Michigan State University received a 2023 Responsible Computing Challenge Award for $150,000 from the Mozilla Foundation to center African perspectives in technology course/curriculum redesign.
The 12-month project, “Reimagining Information Communication Technology and Development (ICTD): Developing and Implementing an African-Informed Approach to Global Technology Design,” is led by Susan Wyche, Associate Professor in the Department of Media and Information, and Jonathan Choti, Associate Professor in the Department of Linguistics, Languages, and Cultures.
Their project aims to bridge the gap between technology design and humanities by encouraging critical thinking, reflection on cultural biases, and the establishment of a unique Technologists-In-Residence Program (TIR) that will build upon MSU’s longstanding relationship with faculty and students at Kenya’s Egerton University.
Closely aligned with MSU’s broader DEI, global impact, and digital innovation initiatives, Wyche and Choti seek to redefine how ICTD is taught and practiced — with a focus on interdisciplinary teaching, project-based learning, and cross-cultural collaboration.
Radically Interdisciplinary Teaching
Wyche, whose research is centered in the ICTD space, also teaches courses on prototyping and qualitative methods in the College of Communication Arts and Sciences.

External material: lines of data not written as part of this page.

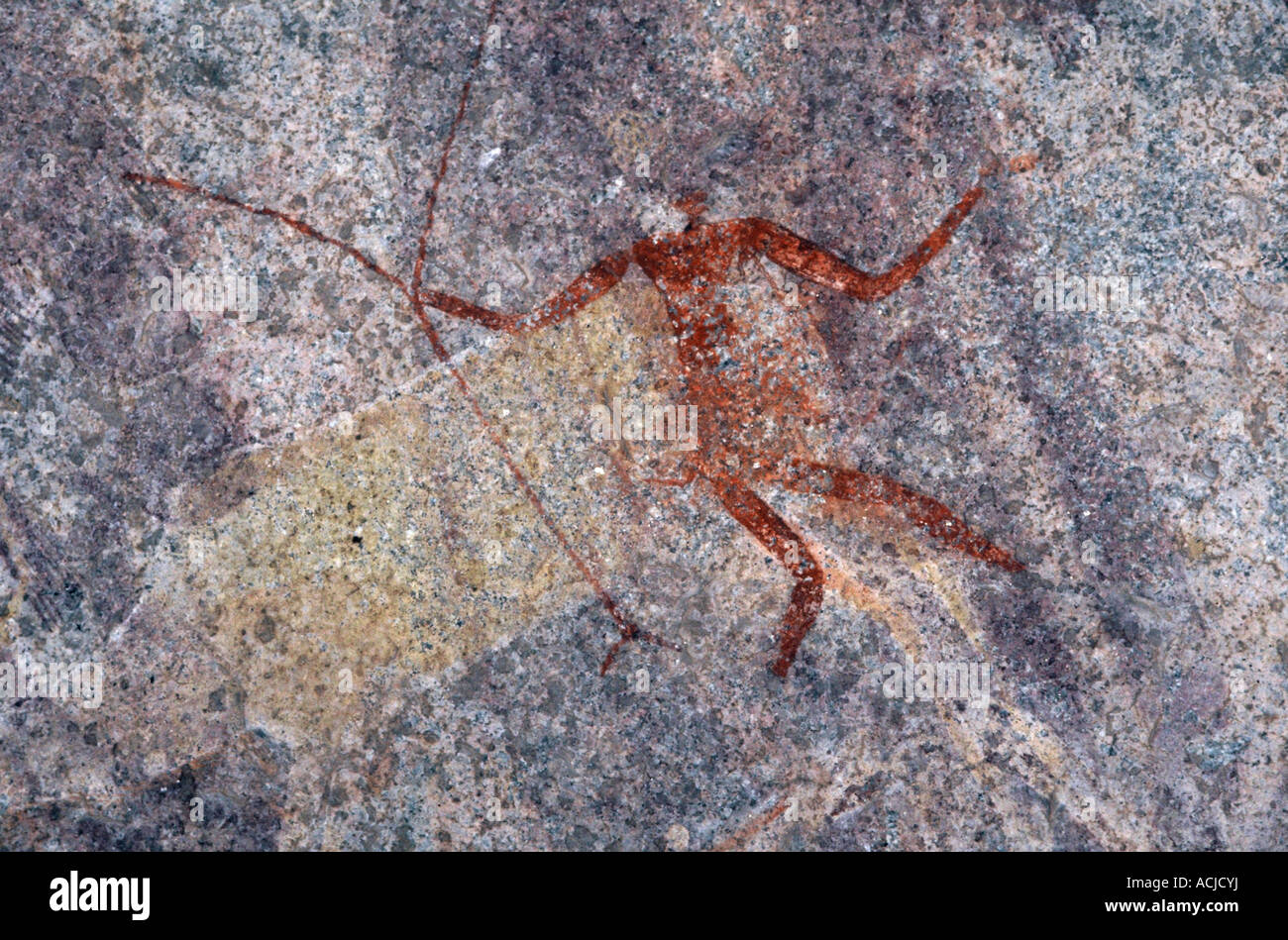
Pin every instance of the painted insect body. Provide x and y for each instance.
(692, 268)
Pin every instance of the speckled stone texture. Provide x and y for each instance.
(329, 618)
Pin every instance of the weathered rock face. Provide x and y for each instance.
(326, 610)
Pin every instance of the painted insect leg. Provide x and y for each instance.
(773, 532)
(629, 630)
(814, 262)
(928, 514)
(567, 303)
(297, 224)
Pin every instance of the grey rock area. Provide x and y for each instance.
(327, 617)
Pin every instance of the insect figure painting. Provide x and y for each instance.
(734, 374)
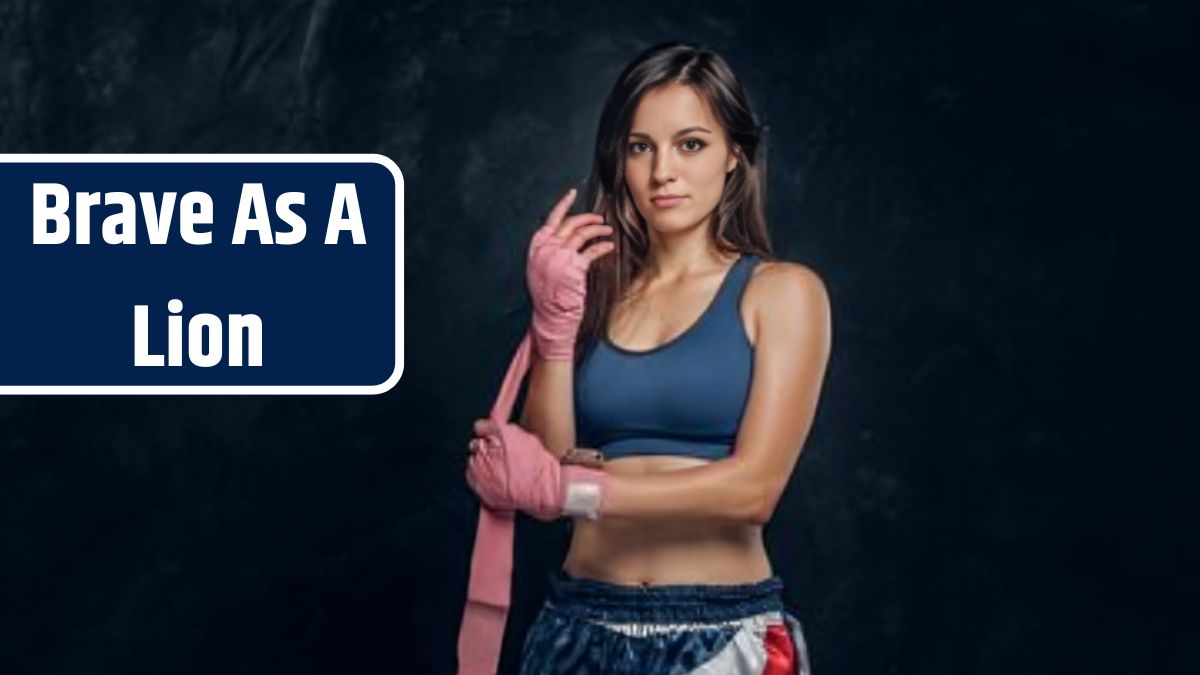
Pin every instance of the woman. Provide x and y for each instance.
(676, 350)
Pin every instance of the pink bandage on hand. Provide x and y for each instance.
(557, 270)
(514, 471)
(557, 278)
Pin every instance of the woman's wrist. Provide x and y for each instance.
(583, 489)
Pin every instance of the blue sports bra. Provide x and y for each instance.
(682, 398)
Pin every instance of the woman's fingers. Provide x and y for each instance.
(569, 226)
(585, 233)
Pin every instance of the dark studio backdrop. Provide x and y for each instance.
(1001, 198)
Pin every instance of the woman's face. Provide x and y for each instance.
(676, 147)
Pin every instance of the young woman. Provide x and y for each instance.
(677, 372)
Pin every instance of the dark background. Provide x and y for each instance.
(1001, 198)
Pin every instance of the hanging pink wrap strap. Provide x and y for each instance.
(489, 592)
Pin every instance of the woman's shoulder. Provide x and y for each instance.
(779, 288)
(779, 280)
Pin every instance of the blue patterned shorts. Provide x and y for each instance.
(589, 627)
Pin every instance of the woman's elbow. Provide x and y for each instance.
(762, 507)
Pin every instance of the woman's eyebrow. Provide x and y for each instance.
(681, 132)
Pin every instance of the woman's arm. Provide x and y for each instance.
(793, 336)
(549, 410)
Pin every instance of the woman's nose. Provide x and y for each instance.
(663, 169)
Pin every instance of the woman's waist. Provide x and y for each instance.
(592, 598)
(649, 553)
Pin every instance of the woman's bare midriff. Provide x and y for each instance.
(654, 551)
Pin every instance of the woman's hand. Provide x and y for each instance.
(556, 272)
(510, 470)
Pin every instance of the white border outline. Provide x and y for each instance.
(239, 157)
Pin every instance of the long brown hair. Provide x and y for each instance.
(739, 220)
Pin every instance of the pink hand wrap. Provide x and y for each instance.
(514, 471)
(557, 278)
(503, 478)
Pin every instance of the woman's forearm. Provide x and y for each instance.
(723, 490)
(549, 408)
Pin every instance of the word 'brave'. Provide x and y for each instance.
(195, 208)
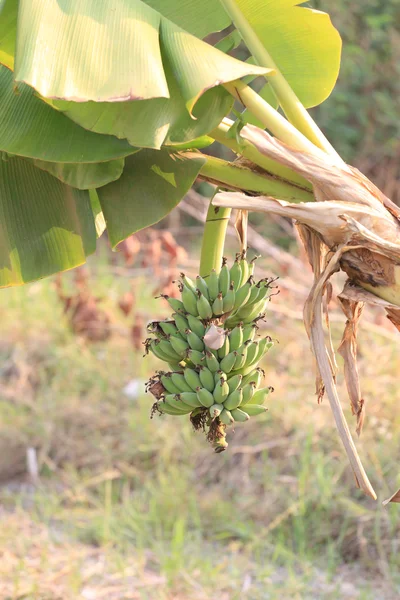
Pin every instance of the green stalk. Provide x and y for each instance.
(246, 149)
(269, 117)
(212, 248)
(291, 105)
(237, 177)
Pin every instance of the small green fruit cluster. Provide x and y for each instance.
(212, 349)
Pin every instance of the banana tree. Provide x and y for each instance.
(107, 106)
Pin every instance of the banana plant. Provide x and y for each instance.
(106, 106)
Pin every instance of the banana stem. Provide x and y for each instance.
(291, 105)
(270, 117)
(212, 248)
(237, 177)
(220, 134)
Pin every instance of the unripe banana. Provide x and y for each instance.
(224, 278)
(239, 415)
(252, 351)
(234, 400)
(207, 379)
(212, 283)
(195, 357)
(204, 309)
(168, 384)
(244, 266)
(255, 409)
(224, 350)
(229, 300)
(175, 304)
(192, 378)
(179, 346)
(179, 381)
(215, 410)
(174, 401)
(212, 362)
(248, 392)
(221, 391)
(260, 396)
(181, 322)
(206, 398)
(201, 285)
(196, 326)
(218, 305)
(228, 362)
(190, 399)
(236, 274)
(234, 382)
(242, 295)
(194, 341)
(187, 282)
(236, 338)
(189, 299)
(226, 418)
(165, 408)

She has studied technology use and design in Kenya for more than 15 years. Choti is an accomplished African studies scholar and linguist in the College of Arts & Letters. Together, they will redesign and co-teach the ICTD Project capstone course during the Spring 2024 semester.
Their combined experience, both in their respective fields and in developing interdisciplinary courses, will be strengths in leading the necessary intervention of ICTD curricula.
“Africa’s role in the world today is partially, if not wholly, linked to the economic inequalities in the world that disadvantage Africa: (neo)colonization, slave trade, religious and linguistic dominance, and the devaluation of African currencies.”Dr. Jonathan Choti
“Courses aimed at designing technology for developing countries tend to reproduce a narrative that Africans are technologically backwards, lack innovation, and only use technology and do not develop it,” Wyche said. “A goal of our course is to demonstrate to students that this approach is a myth — in fact, Africa is a site of technological innovation.”
Choti’s background will help emphasize African issues, ideas, perspectives, processes, and influence in international interactions (especially regarding innovation and ICTD) through the arts and humanities.
“Africa’s role in the world today is partially, if not wholly, linked to the economic inequalities in the world that disadvantage Africa: (neo)colonization, slave trade, religious and linguistic dominance, and the devaluation of African currencies,” Choti explained.
The course will encourage students to learn more about African societies, history, and cultures — while engaging critically with their own — to develop a more global understanding of technology usage.
“Students will use a ‘Human-Centered Design’ framework when developing their technology ideas,” Wyche said. “HCD is a highly interdisciplinary design approach that will empower students to think about how the social and political context of computing can inform design.”
Both Wyche and Choti are affiliated with MSU’s African Studies Center, home to more than 100 core faculty from more than 40 different disciplines.
“MSU is an ideal place to do this work,” Wyche said. “The university is widely considered a leader in Africa-related research.”
More than that, students will have unprecedented opportunities for cross-cultural collaboration.
“MSU students will learn from the lived experience and perspectives of Kenyan students regarding technology design,” Choti said. “Kenyan students will experience the curriculum of a U.S. university and learn about pedagogy and project design by students in a Media and Information course.”
“MSU is an ideal place to do this work. The university is widely considered a leader in Africa-related research.”Dr. Susan Wyche
The TIR program is a natural extension of Michigan State University’s other programs that support collaboration with African scholars. The project is expected to have a profound impact on students, challenging stereotypes and broadening their perspectives on technology and innovation in Africa.
Students from all majors are welcome to enroll in the course, which will conclude with a campus-wide event showcasing the students’ projects. Interested students are encouraged to reach out to Wyche and Choti prior to 2024 course enrollment.
By offering a model for other institutions to follow, Wyche and Choti hope that more programs will ensure diverse perspectives are centered in technology design.